The modern and elegant area around the HSBC building might be somewhere in western Europe or America — a fact that illustrates the misapprehension that some people in Britain may have of Turkey as a land of fanatical football hooligans, brutal soldiers, Kurdish terrorists and cheap holidays.
Although Istanbul is at the extreme edge of Europe, it is the continent's largest city and of course one of the oldest. For many of its 12m people, trying to live a modern European metropolitan lifestyle on incomes distinctly lower than those of western Europe, the bombings are the latest in a series of cruel jolts and economic setbacks.
In August 1999 an earthquake in a nearby province killed at least 17,000 people. In February 2001, mismanagement of the economy and rampant corruption triggered a headlong economic collapse which drove many comfortably off families temporarily below the poverty line. Many people fear that they now face more blows to their chances of a decent life.
On the fringes of Istanbul's society, groups of radicals dream of deflecting the country from the path to modernity.
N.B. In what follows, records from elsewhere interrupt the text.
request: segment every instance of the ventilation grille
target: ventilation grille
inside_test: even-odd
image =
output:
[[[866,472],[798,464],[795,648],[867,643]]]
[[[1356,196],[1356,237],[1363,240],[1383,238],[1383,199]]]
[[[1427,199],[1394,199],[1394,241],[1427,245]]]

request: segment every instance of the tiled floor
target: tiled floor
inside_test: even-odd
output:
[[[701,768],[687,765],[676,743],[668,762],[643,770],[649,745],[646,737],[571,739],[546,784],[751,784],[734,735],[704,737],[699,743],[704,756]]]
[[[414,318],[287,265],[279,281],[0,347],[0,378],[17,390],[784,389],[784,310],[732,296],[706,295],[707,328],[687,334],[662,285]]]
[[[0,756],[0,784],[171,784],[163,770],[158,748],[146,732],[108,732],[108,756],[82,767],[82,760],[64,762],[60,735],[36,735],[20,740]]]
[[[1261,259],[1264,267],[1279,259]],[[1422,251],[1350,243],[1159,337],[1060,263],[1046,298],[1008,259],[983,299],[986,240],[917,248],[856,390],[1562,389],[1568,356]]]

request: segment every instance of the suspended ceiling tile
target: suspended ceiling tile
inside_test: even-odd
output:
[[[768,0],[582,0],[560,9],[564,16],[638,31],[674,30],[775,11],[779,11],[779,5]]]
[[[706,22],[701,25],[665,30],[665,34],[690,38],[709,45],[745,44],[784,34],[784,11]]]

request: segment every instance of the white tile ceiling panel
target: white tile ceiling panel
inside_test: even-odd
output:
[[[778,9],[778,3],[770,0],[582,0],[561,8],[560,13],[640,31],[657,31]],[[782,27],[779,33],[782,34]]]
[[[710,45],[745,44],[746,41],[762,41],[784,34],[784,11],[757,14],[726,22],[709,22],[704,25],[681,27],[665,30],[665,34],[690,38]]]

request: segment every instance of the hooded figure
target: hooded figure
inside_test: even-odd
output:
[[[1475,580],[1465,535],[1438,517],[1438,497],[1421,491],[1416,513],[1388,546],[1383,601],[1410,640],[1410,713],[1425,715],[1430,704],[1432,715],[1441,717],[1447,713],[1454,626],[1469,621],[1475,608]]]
If they have now succeeded in scaring away international investors and triggering another economic downturn, they will have advanced their cause significantly.
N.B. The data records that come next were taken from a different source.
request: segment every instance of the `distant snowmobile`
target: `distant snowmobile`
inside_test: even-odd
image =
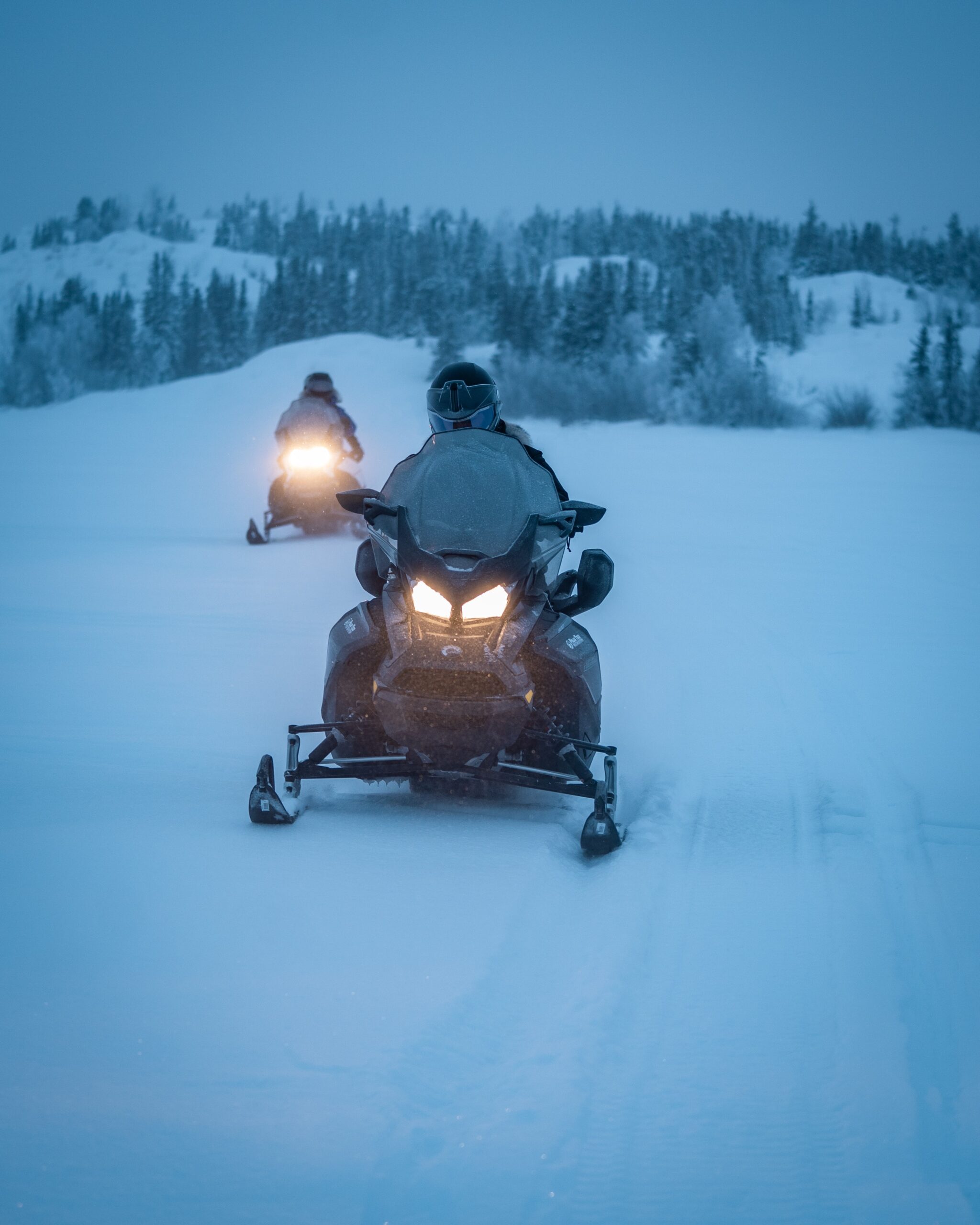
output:
[[[289,524],[307,534],[336,532],[358,521],[337,505],[336,494],[356,486],[356,477],[343,463],[353,458],[334,435],[304,440],[281,457],[285,469],[268,491],[262,528],[249,519],[249,544],[268,544],[273,528]]]
[[[360,463],[364,451],[326,371],[306,376],[299,397],[279,418],[276,442],[283,472],[268,491],[262,530],[249,519],[249,544],[267,544],[270,532],[287,524],[320,533],[358,522],[338,507],[334,494],[356,485],[356,478],[341,464],[345,459]]]
[[[513,437],[436,434],[381,492],[338,494],[368,523],[356,575],[372,597],[330,636],[321,723],[290,725],[287,809],[272,757],[249,816],[292,823],[304,779],[409,779],[414,786],[508,783],[593,801],[589,855],[615,850],[616,750],[598,744],[601,679],[573,615],[612,587],[612,561],[587,549],[559,573],[570,538],[605,513],[560,501]],[[300,760],[300,736],[325,739]],[[589,763],[604,755],[600,778]]]

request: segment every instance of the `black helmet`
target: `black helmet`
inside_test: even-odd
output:
[[[328,374],[322,370],[317,370],[311,375],[306,375],[303,383],[304,396],[322,396],[325,399],[336,399],[337,392],[333,387],[333,380]]]
[[[492,430],[500,420],[500,392],[483,366],[451,361],[425,393],[434,434],[446,430]]]

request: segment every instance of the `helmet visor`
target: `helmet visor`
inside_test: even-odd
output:
[[[467,387],[462,379],[450,379],[442,387],[430,387],[425,393],[430,413],[439,413],[446,420],[462,420],[470,417],[478,408],[500,403],[496,383],[478,383]]]
[[[432,392],[429,392],[431,396]],[[497,423],[496,403],[478,408],[469,417],[443,417],[435,409],[429,409],[429,423],[434,434],[445,434],[447,430],[492,430]]]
Like Indonesia and Morocco, other recent Al-Qaeda targets, Turkey is one of a band of countries along the frontiers of the Islamic world where East and West overlap, making it relatively easy for terrorists to strike
at westerners and western targets using short lines of communication.
Turkish public opinion is every bit as implacable where terrorism is concerned as are the country's conservative military and political elites.They will give Recep Tayyip Erdogan, the prime minister, pretty much a blank cheque to ensure security.